Le danger se concrétise au fil du temps. La notation des huit principales banques américaines (Bank of America, Bank of New York Mellon, Citigroup, Goldman Sachs, JPMorgan Chase, Morgan Stanley, State Street et Wells Fargo) va prochainement être revue à la baisse par l’agence Moody’s. Certaines d’entre elles doivent en outre faire face à des poursuites judiciaires pour malversations et manipulations de cotations. Les banques européennes se tiennent coites dans l’intervalle. Ce qui ne les empêche pas de manoeuvrer en coulisse afin de redresser leurs comptes. BNP Paribas, par exemple, veut se débarrasser de son département de matières premières pour soulager son bilan. La Société Générale, de son côté, s’apprête à augmenter son capital par le biais d’un emprunt. Il s’agirait d’une obligation de durée indéterminée, doublement subordonnée, dotée d’un coupon particulièrement attrayant, qui serait automatiquement convertie en actions dès que le rapport des fonds propres et des engagements baisserait sous un seuil déterminé. La banque espère rencontrer le succès. Ce qui est loin d’être acquis.

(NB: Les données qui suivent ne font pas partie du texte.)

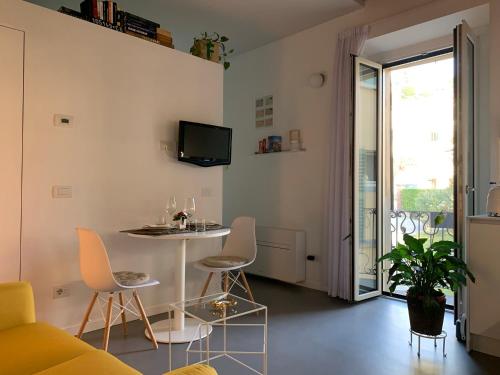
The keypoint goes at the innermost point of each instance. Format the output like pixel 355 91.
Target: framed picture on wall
pixel 264 111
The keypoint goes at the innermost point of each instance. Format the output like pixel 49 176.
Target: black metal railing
pixel 420 224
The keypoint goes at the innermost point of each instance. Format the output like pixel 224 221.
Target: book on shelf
pixel 70 12
pixel 106 14
pixel 137 30
pixel 129 17
pixel 142 37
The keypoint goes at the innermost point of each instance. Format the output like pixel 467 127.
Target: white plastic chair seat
pixel 224 261
pixel 129 279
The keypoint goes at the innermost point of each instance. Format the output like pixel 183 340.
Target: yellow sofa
pixel 30 347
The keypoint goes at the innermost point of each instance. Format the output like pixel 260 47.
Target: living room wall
pixel 290 189
pixel 126 96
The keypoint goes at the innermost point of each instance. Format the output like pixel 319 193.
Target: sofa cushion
pixel 129 278
pixel 94 362
pixel 34 347
pixel 193 370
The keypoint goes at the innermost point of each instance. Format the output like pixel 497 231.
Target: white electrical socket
pixel 60 292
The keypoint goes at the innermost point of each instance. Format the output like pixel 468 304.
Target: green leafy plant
pixel 181 215
pixel 208 46
pixel 426 270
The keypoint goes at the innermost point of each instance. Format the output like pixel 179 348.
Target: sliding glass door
pixel 367 179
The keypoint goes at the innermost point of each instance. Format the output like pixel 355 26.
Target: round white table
pixel 183 330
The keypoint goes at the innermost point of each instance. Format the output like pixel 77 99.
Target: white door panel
pixel 367 181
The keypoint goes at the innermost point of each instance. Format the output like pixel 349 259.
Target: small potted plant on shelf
pixel 212 47
pixel 425 270
pixel 181 217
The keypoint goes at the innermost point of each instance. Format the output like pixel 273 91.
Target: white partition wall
pixel 11 125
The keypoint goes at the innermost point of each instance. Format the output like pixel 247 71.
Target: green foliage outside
pixel 435 200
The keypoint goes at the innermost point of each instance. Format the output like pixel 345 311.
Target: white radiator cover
pixel 281 254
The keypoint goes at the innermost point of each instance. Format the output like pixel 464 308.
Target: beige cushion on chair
pixel 224 261
pixel 129 278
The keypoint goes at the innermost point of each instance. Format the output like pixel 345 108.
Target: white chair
pixel 239 251
pixel 97 274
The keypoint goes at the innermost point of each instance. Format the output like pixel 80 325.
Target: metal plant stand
pixel 441 336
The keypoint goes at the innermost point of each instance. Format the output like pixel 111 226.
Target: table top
pixel 217 307
pixel 183 235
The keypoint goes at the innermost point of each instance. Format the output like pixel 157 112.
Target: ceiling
pixel 249 24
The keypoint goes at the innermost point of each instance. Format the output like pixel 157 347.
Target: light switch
pixel 62 191
pixel 64 121
pixel 206 192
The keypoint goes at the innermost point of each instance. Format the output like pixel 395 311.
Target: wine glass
pixel 171 206
pixel 189 206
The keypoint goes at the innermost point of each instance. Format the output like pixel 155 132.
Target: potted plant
pixel 212 47
pixel 425 270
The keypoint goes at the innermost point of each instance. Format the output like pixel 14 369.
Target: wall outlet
pixel 60 292
pixel 62 191
pixel 64 121
pixel 206 192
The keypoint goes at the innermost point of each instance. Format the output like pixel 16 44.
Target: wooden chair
pixel 97 274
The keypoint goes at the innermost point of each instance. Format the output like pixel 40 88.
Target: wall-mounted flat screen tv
pixel 204 145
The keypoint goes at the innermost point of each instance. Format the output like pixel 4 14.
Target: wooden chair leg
pixel 107 327
pixel 207 283
pixel 124 318
pixel 145 320
pixel 226 282
pixel 87 315
pixel 247 287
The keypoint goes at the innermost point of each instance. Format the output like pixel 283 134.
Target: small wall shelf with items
pixel 273 144
pixel 107 14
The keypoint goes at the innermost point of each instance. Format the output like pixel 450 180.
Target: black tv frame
pixel 202 162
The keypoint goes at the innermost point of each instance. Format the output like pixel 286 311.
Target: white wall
pixel 289 190
pixel 126 96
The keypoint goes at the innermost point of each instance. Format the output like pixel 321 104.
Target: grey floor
pixel 310 333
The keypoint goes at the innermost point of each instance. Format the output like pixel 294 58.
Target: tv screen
pixel 204 145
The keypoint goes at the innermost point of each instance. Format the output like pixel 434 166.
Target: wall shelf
pixel 280 152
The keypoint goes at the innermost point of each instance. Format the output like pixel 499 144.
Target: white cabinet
pixel 483 240
pixel 11 125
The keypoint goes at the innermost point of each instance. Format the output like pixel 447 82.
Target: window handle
pixel 469 189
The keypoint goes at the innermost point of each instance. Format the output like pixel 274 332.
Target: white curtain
pixel 340 277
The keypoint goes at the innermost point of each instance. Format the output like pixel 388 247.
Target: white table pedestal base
pixel 191 331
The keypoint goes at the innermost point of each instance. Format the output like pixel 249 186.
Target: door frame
pixel 462 34
pixel 357 62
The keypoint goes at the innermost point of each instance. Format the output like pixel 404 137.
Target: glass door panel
pixel 366 179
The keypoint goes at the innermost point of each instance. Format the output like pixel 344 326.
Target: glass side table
pixel 217 313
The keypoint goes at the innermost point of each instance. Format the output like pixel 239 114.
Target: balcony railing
pixel 420 224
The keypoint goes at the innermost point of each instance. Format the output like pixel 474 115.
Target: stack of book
pixel 107 14
pixel 138 26
pixel 106 11
pixel 164 37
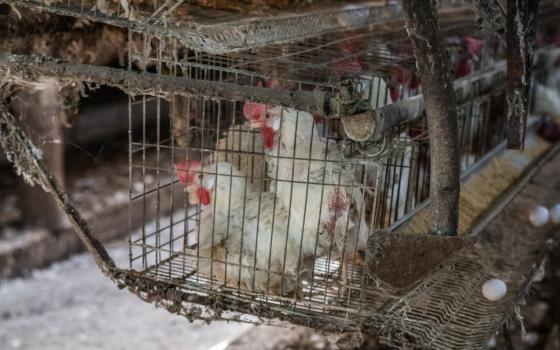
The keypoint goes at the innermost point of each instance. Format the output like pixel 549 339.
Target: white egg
pixel 539 216
pixel 494 289
pixel 555 214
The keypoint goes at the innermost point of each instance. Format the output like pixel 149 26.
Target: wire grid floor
pixel 321 300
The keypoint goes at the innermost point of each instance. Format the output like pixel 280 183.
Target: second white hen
pixel 242 239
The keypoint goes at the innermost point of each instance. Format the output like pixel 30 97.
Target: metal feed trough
pixel 346 122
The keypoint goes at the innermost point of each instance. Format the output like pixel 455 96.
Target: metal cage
pixel 261 208
pixel 246 236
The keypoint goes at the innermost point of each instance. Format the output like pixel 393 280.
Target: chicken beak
pixel 193 191
pixel 267 134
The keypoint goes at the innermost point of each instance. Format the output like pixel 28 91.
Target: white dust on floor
pixel 71 305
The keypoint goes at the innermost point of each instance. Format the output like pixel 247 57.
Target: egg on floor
pixel 539 216
pixel 494 289
pixel 555 214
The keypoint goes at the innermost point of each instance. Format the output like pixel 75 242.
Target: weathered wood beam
pixel 432 60
pixel 521 28
pixel 28 69
pixel 29 163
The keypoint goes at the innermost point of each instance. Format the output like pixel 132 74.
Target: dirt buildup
pixel 401 260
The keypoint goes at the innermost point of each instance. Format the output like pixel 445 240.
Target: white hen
pixel 321 193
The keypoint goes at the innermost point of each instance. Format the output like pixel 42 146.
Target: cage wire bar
pixel 390 174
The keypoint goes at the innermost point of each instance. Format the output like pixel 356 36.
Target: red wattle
pixel 185 170
pixel 394 91
pixel 203 196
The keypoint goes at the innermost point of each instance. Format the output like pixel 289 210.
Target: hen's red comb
pixel 184 170
pixel 203 196
pixel 253 110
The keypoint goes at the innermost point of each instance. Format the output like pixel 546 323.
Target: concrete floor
pixel 71 305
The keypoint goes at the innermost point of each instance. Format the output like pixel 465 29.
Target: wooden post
pixel 521 26
pixel 41 113
pixel 422 24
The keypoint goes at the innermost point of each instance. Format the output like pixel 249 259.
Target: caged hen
pixel 325 202
pixel 243 240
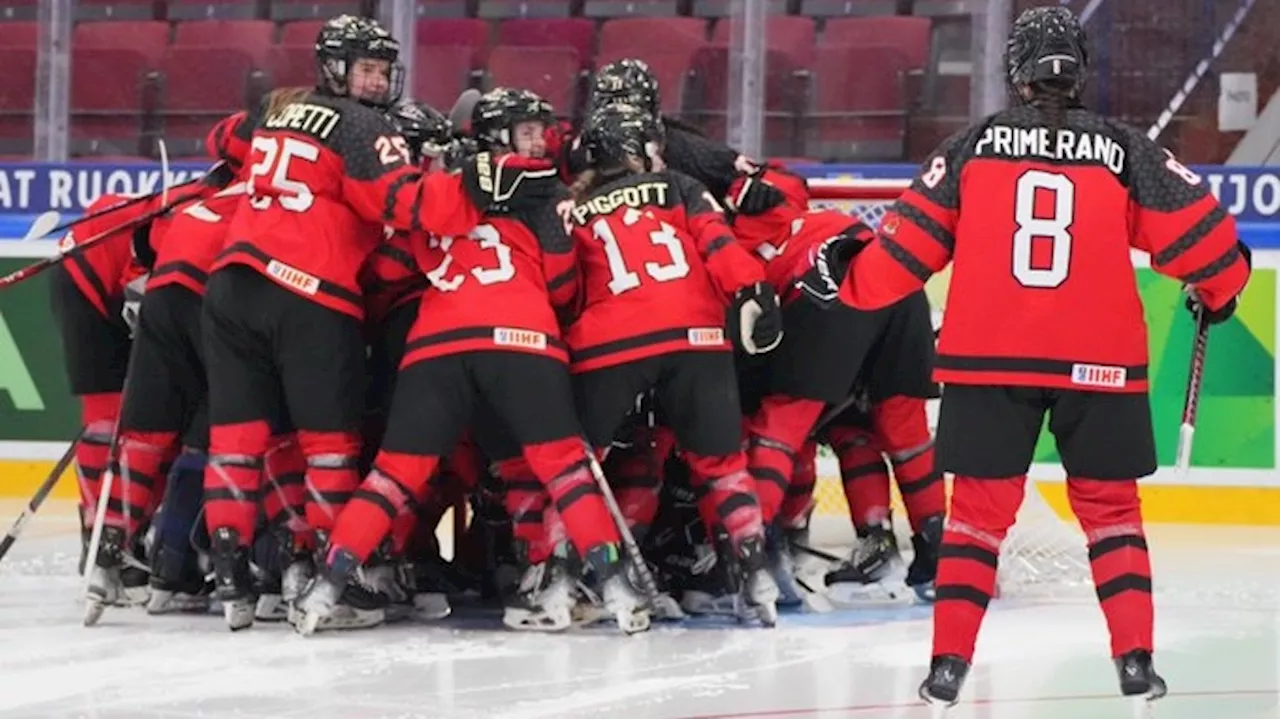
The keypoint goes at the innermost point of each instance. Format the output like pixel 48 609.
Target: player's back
pixel 298 225
pixel 488 291
pixel 186 251
pixel 647 289
pixel 1042 287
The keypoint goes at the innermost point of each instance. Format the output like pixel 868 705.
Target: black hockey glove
pixel 510 183
pixel 759 317
pixel 828 262
pixel 755 196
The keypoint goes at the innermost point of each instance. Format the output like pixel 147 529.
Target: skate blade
pixel 94 609
pixel 432 607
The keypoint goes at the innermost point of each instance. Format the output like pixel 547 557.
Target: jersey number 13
pixel 1054 228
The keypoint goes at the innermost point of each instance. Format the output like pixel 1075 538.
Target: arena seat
pixel 456 32
pixel 858 114
pixel 248 36
pixel 551 72
pixel 147 37
pixel 577 33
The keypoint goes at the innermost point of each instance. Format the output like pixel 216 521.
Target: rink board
pixel 1233 477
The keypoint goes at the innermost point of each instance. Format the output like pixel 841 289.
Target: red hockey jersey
pixel 499 287
pixel 327 175
pixel 659 266
pixel 1038 221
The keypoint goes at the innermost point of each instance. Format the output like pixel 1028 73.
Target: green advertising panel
pixel 35 403
pixel 1235 425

Le marché obligataire international reste dans la tourmente. Les retours de ces douze derniers mois ont tous viré au rouge. La hausse des taux d’intérêt affecte quasiment tous les titres. Seuls ceux de pacotille limitent la casse, sans afficher de profits substantiels. Notons la chute des obligations en EUR des cimentiers, toutes nationalités confondues. Les souveraines des pays émergents ont chuté en USD.

L’activité sur le marché primaire s’est quelque peu tassée. La hausse continue des taux d’intérêt complique le placement des nouvelles émissions. Plusieurs émetteurs préfèrent présenter de nouvelles tranches à des conditions proches de celles prévalant sur le marché secondaire. La BEI (AAA, supranationale) est même parvenue à augmenter sa tranche initiale de 300 à 450 millions d’euros. La tranche existante s’échange cependant contre 96,94% (1,68%) sur le marché secondaire. La compagnie aérienne finlandaise Finnair (sans notation) émet 150 millions d’euros à 5 ans. Le titre cotera à la Bourse d’Helsinki. Il rapporte 3,57% de plus que la moyenne du marché. Il s’adresse aux investisseurs fortunés.

La nouvelle tranche de la BEI en TRY semble bon marché. Il n’en est rien. Une TRY à 5 ans doit rapporter 9% au moins. Nous vous renvoyons à l’alternative (alt.4) qui reste plus avantageuse tant que frais et différence de prix ne dépassent pas 4,69%. Le titre ne s’adresse qu’à ceux qui doivent apurer une perte de change. Les deux émissions en AUD sont techniquement correctes. On trouve cependant mieux sur le marché secondaire. VW (A-) en NOK est trop chère. Achetez-la sur le marché gris à 99,62% (alt.3) tant que frais et différence de prix n’excèdent pas 1,36% ou optez pour une autre obligation disponible sur le marché secondaire.